Abstract
Case Studies
Case 1
The first case we present is that of Mr. R., a 70-year-old Hispanic man with a diagnosis of unresectable World Health Organization grade II oligodendroglioma in bilateral frontal lobes. Although he did not have a high-grade malignancy, he received the same therapy as would a patient with a high-grade tumor. Mr. R. underwent standard radiotherapy and temozolomide (TMZ) chemotherapy. Bevacizumab (Avastin) was initiated at the time of tumor progression, which was 2 months after the completion of radiotherapy. At that time, Mr. R.’s visual acuity was 20/25 in both eyes without any corrective lenses.
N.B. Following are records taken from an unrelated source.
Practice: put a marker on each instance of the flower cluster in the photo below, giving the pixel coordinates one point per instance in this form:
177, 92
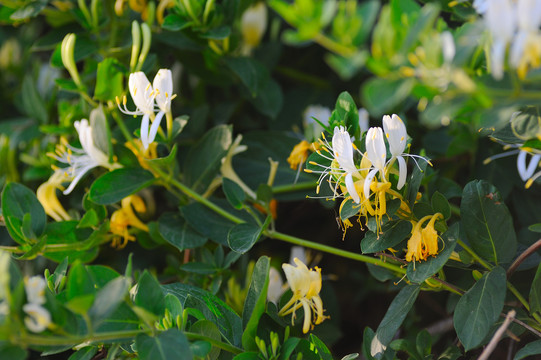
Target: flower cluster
305, 284
515, 23
149, 99
38, 318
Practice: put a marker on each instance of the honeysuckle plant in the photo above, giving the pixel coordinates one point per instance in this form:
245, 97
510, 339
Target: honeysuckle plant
121, 238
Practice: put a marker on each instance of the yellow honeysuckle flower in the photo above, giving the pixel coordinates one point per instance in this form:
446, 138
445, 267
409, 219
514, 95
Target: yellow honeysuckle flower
305, 284
124, 217
423, 242
46, 195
Pseudoprogression was ruled out with magnetic resonance (MR) spectroscopy and brain positron emission tomography (PET)/computed tomography (CT) before the start of bevacizumab treatment.
Mr. R. developed optic neuropathy 7 months after the initiation of bevacizumab therapy. His MRI remained stable throughout the bevacizumab therapy, with no tumor progression on either T1 contrast-enhanced or T2/FLAIR sequences. He lost the vision in his left eye first, followed by the vision in his right eye 2 months later. Neuro-ophthalmologic evaluation revealed no pallor in either optic nerve. The mean doses of radiation used were 50.6 Gy to the right optic nerve, 37.9 Gy to the left optic nerve, and 52.8 Gy to the optic chiasm. The tumor received 59.4 Gy in 33 fractions from both initial and intensity-modulated radiation therapy (IMRT) boost radiation treatments (see planning maps in Figures 1 and 2). Mr. R. developed bevacizumab-induced hypertension and was on amlodipine 5 mg daily. He had no evidence of tumor involvement with the optic nerves on MRI and no preexisting or new-onset diabetes mellitus.
After the onset of his blindness, Mr. R. developed depression, severe anxiety, and hallucinations related to having difficulty identifying the times of day. He was not on any medication that could have contributed to his anxiety or depression, such as a steroid or levetiracetam. Visual seizures were ruled out at the time. Mr. R. was also seeing vivid pictures. After a formal psychiatric evaluation, he was diagnosed with Charles Bonnet syndrome. Additionally, Mr. R. suffered several falls at home due to the loss of his vision. Mrs. R., the patient’s wife and primary caregiver, also developed anxiety as a result of taking care of her husband. Mr. R. eventually succumbed to his disease.
Case 2
The second case is that of Mr. L., an 82-year-old Asian man with glioblastoma multiforme in the left frontal lobe. Mr. L. received concomitant TMZ chemotherapy and radiotherapy. His tumor recurred 2 months after the completion of radiotherapy, and he was started on bevacizumab therapy. At that time, Mr. L.’s visual acuity was assessed as normal with corrective lenses to 20/40 in both eyes.
Mr. L. developed optic nerve neuropathy 14 months after the initiation of bevacizumab. He lost the vision in his right eye first, followed by that in his left eye 2 to 3 months later. Mr. L. met neither the McDonald nor the Revised Assessment in Neuro-Oncology (RANO) criteria for tumor progression. Neuro-ophthalmologic evaluation revealed right optic nerve pallor and atrophy and left optic nerve pallor. Mr. L.’s eyes were positive for retinal pigment epithelium changes as well as sclerotic vessels.
Mr. L. received 28.67 Gy to the right optic nerve, 32.7 Gy to the left optic nerve, and 46.49 Gy to the optic chiasm. The tumor received a total radiation dose of 60 Gy from both initial and IMRT boost treatments in 30 fractions (see Figures 1 and 2).
Mr. L. had preexisting mild hypertension and was on irbesartan 150 mg daily. He had no preexisting or new-onset diabetes mellitus and no evidence of malignancy involvement in his optic nerves upon MRI. After losing his vision, Mr. L. had a flat affect and decreased interest in performing the activities of daily living. He developed depression but refused to take antidepressants. He suffered several falls in the home. Mr. L.’s son and grandson became actively involved in his care, which increased the family’s stress level. Mr. L. continued receiving bevacizumab therapy for a total of 2 years following his disease recurrence. Despite prolonged local disease control, Mr. L.’s quality of life decreased dramatically after he lost his ability to see.